The celebration of the incarnation of the Word provides us the opportunity to ponder again that the little baby that was wrapped in swaddling cloths, that Mary lovingly held in her arms and nursed and burped and bounced, is also the Word from the Father that sounded forth into the nothingness and brought forth stars, galaxies, planets, every seed bearing plant, diverse kinds of animals, and us – all from absolutely nothing. He who without Whom nothing was made that is made, He who has no beginning, subjected Himself to a beginning, being conceived on a particular day at a particular hour of that day. And then, nine months later, after growing and developing exactly as you and I did, He was born the exact same way you and I are born.
But this wasn’t just to prove that He could. It wasn’t an act of raw power. The joining of the divine to the human, the assumption of man into the divine, was a creative act of love unlike any other. The flesh that the Son of God, took from Mary, was the flesh of condemned sinners. God had given Adam and Eve life and they traded that life, that union with God, for physical and spiritual death. What God had made turned against Him and rather than being satisfied with God and what He freely gave, we sought after what had been forbidden, we sought to know and have more because we thought more equals better. But more meant less, a lot less. More meant separation from God, separation from life. More meant being God’s enemy, subject to His divine wrath and standing under His judgment. More meant death.

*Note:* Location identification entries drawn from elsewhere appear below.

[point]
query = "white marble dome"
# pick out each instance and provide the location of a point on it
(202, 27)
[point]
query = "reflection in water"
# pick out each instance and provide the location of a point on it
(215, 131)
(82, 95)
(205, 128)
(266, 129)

But God wouldn’t turn His back on us as we had on Him. He wouldn’t abandon us to Satan’s clutches even though we were the ones who made that choice. It didn’t matter that we willingly chose to live in the darkness, to subject ourselves to decay and destruction. The Creator loved His creation with the purest and truest of love and therefore couldn’t sit idly by while it was swept away into eternal destruction. Love created in the beginning and love would create again. Not by destroying and starting over, but by rescuing the first creation, by taking that which was dead and giving it new life.
And to do that God would give Himself. Life would enter death and consume it from the inside out, destroy it completely. And so God spoke as He did in the beginning and the Word became flesh and dwelt among us. The Light that created light entered the darkness of sinful man as a man. In Jesus, man was recreated. The Second Adam stood against all the assaults and temptations of Satan and kept the Law of God perfectly as man. He was perfectly obedient, just as we should have been, making Him the only acceptable payment for our sins. He offered His innocence as full payment for our guilt. The One who is life snatched you out of the jaws of death and threw Himself in instead.
But death could never hold life. The eternal Light could not be snuffed out and so He rose again from the dead, shattering death’s darkness forever. And He has shined His light on you, scattering the darkness of YOUR sin and death and recreated you, fresh and new – not because of anything you have said or done or decided, but because He loves you. He has given you new life in the waters of Holy Baptism, recreating you in His image, holy and righteous before God. He feeds and nourishes that new life by continuing to give you His own life as you feast on the very same Body and Blood that once laid in the manger and hung on the cross.
That is the glory that we now behold. That is the glory of God that causes angels, archangels, the whole company of heaven, newborn babes, and old men to rejoice. It is why we rejoice and sing hymns of praise and glory to God in the highest. The Word became flesh and now dwells with us.
In the Name of +Jesus.
Pastor Ulmer
(We stand.) The peace of God which passes all understanding keeps your hearts and your minds through faith in Christ Jesus our Lord.